Балъюртовские летописцы | страница 38
И вот теперь что-то подозревает Володя. И только ли он один? Не все же спросят у меня об этом так просто, как Галич, будут судить да рядить меж собой…
Галич ушел, и я разнервничался. Раньше, говорят, раздраженным чем-нибудь падишахам подносили драгоценную посуду, они разбивали ее и, таким образом, получали разрядку. И в наше время некоторые руководители находят выход: придираются к подчиненным, устраивают им „головомойку“, и в этом находят успокоение. Я так не могу, мне бывает стыдно за собственную слабость, и я делаю все, чтобы скрыть свое настроение от окружающих.
Весь день я думал о Заире. Да, вчерашний вечер открыл многое и мне, и ей. То, что наши глаза, вопреки осторожности и разуму, искали встречи и, встретившись, теплели, то, что мы долго танцевали, и танец этот казался мне парением в невесомости, и она чувствовала это, то, что я не смог пересилить себя и побежал ее провожать, — это ли не объяснение? Да, вчера между нами произошло что-то очень важное, такое бывает, наверно, редко. Так же редко, как редко в ночной мгле одновременно летят две звезды, так же редко, как редко рождение двойной радуги на весеннем небосклоне, так же редко, как в большом вишневом саду совершенно неожиданно расцветают осенью два деревца, расположенных далеко друг от друга.
Меня до сих пор не волновала так ни одна женщина. И я боюсь этого, боюсь. Кажется, насторожилась и Заира. Мы встретились сегодня в коридоре, она холодно кивнула и потупилась. Видно, и она спала неспокойно.

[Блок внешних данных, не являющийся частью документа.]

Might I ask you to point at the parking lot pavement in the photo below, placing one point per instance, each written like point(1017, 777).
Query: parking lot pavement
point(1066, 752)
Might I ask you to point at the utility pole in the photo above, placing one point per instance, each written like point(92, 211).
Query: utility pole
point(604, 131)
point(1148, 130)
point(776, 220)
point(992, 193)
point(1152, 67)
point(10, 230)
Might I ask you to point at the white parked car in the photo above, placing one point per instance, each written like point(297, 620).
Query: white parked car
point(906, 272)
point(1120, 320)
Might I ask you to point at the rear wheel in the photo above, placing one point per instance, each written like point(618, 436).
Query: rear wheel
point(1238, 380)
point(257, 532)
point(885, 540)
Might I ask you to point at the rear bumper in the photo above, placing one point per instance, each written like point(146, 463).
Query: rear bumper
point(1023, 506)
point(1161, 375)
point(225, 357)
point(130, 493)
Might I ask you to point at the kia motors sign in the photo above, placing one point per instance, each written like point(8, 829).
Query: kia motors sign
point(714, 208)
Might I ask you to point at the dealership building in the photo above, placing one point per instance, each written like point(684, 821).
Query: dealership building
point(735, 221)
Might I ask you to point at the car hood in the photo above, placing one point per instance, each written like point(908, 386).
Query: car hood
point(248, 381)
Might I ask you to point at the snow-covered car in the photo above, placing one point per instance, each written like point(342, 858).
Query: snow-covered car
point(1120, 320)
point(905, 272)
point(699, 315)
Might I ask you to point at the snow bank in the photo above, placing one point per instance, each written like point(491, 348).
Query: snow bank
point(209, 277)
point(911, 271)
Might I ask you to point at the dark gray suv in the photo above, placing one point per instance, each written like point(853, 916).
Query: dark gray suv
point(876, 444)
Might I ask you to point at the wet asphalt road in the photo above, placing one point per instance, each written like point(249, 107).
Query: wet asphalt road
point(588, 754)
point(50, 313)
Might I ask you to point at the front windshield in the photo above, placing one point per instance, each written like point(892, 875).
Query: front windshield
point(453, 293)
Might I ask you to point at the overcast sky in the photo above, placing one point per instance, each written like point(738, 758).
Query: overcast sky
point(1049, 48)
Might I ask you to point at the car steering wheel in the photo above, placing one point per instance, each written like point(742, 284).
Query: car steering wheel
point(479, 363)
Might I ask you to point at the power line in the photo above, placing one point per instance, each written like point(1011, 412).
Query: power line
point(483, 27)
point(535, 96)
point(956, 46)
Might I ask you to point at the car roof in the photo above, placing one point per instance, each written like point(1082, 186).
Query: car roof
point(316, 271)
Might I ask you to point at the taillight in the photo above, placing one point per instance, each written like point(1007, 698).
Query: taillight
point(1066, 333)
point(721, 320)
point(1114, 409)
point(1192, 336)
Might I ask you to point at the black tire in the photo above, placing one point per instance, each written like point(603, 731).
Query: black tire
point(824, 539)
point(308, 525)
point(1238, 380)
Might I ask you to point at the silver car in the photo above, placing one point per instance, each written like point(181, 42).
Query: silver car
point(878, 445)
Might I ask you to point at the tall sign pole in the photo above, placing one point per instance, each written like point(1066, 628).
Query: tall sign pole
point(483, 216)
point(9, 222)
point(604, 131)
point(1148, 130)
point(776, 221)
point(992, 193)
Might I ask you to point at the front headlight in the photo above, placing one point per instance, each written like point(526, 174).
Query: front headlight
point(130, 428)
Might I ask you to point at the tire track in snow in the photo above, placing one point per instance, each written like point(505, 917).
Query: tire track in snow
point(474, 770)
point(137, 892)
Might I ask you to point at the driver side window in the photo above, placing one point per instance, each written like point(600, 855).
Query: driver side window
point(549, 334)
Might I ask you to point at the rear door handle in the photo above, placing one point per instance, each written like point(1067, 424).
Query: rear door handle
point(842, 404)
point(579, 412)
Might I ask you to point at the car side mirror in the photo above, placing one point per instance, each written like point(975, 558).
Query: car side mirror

Ну что ж, надо положить конец личным увлечениям. Костер легче потушить в самом начале, не дожидаясь, пока пламя охватит ближайшие заросли. Не хватало еще разговоров, что редактор „влип“, что у него роман с сотрудницей!..
Пишу все это, и стыдно перед Яхой, перед Далгатиком, которому снятся балконы нашей будущей квартиры и настоящие качели. Яха одна, с ребенком, безропотно ждет, когда же наша жизнь наконец наладится, когда мы будем вместе, и вдруг все рушится, опрокидывается в тартарары!.. Нет, это слишком, слишком жестоко. Надо очнуться, взять себя в руки, ведь я уже не мальчишка.
После обеда я поехал в Байрамаул, к сестре. Она давно болеет, что-то неладно с почками, и раньше я все не находил времени навестить ее. Правда, была у меня еще и другая, сопутствующая, цель — подробней разузнать о прогремевшем свинаре Мантаеве, познакомиться с ним лично и, может быть, поговорить.
Сестра и зять были бесконечно рады моему приезду. Сестра уже встает и ходит по дому, чтобы сделать мне приятное, она сварила халтаму. За ужином мы выпили с зятем хорошего домашнего вина и разговорились. Я спросил его о Мантаеве, и Абакар сказал, что самого Мантаева в ауле сейчас нет — уехал в Махачкалу на сессию Верховного Совета республики. О Мантаеве он рассказал любопытные вещи: оказывается, сам Мантаев теперь и близко не подходит к свиньям и, хотя числится бригадиром на свиноферме, фактически исполняет обязанности завхоза: добывает корма и обеспечивает над свинофермой общий контроль. Ухаживают же за свиньями и содержат их четверо пришлых — трое русских и один украинец, а Мантаев — так, для вида, для газет и для выступлений на активах.